Some further snippets:
Student characteristics that appear as "laziness" to some are categorized as "technologically preoccupied" to others. "Entertainment" for one professor is labeled "sophistication" by another.
The Janus Generation faced another reality, the coming and going of troops. The two faces of the god Janus had appeared on opposite sides of Rome’s War Gates (or, the Gates of Janus, the god of doorways and beginnings, the namesake of January). Emperors bragged if these gates were shut (time of peace) and not open (time of sending to battle as Janus watched in both directions).
Janus was also known as the god of doorways and beginnings, and our students need these.

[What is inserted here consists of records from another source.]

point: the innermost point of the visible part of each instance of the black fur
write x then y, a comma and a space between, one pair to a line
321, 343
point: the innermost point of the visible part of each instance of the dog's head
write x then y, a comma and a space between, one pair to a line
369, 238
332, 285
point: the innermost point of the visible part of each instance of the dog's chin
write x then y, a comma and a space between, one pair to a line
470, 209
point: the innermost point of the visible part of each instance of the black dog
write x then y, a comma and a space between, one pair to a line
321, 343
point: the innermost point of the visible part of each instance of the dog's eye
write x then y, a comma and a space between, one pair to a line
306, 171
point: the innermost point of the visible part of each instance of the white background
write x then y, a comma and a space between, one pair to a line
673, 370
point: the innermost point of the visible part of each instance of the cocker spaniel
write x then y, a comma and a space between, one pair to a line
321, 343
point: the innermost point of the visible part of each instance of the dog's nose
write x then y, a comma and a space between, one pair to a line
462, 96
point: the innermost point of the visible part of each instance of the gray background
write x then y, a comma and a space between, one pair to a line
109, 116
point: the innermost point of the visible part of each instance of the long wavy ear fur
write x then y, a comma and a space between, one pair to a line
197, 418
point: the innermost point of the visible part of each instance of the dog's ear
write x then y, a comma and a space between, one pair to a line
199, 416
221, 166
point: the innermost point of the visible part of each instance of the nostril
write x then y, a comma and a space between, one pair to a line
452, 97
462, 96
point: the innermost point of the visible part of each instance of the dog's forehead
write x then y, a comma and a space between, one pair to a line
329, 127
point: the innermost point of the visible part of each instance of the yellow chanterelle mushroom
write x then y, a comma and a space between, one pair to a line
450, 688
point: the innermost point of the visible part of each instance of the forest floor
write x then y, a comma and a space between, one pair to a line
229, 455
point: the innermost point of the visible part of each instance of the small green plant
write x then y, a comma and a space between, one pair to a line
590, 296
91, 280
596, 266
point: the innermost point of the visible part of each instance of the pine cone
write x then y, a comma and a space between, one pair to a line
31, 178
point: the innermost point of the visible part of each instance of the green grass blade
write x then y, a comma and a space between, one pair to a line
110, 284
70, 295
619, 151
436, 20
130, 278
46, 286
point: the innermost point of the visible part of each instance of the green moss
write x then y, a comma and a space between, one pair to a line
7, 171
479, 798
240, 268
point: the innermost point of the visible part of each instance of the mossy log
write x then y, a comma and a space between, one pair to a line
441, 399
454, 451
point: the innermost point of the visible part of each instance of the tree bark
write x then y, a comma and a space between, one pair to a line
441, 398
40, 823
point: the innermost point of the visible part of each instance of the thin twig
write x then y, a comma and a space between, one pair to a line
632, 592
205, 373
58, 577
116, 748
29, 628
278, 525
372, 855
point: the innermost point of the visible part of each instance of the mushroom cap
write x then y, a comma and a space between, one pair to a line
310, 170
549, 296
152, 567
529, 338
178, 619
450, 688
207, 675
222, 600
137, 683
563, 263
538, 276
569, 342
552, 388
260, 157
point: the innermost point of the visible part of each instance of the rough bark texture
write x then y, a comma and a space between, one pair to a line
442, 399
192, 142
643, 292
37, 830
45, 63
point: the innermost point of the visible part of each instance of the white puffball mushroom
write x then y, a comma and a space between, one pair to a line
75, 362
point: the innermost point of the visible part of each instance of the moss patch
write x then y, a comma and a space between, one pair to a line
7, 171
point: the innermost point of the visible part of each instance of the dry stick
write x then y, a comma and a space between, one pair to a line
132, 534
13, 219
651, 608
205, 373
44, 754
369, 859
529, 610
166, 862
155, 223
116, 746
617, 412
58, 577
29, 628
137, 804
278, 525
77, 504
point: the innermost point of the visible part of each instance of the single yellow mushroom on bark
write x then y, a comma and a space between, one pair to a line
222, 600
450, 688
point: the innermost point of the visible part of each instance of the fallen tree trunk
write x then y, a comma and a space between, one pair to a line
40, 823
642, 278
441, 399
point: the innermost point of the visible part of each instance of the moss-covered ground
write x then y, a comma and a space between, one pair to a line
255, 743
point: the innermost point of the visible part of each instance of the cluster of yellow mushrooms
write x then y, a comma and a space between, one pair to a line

From Kohn’s 1993 warning through Jossey-Bass’s recent release, Helping Sophomores Succeed, the key is helping them to find their life calling and sense of purpose. Whether we see the face of laziness or sophistication, nearly all major studies show a student core interested in spirituality and purpose. I have come to conclude that "the dream needs to be stronger than the struggle," and when students commit to causes they deem worthy they are more likely to succeed.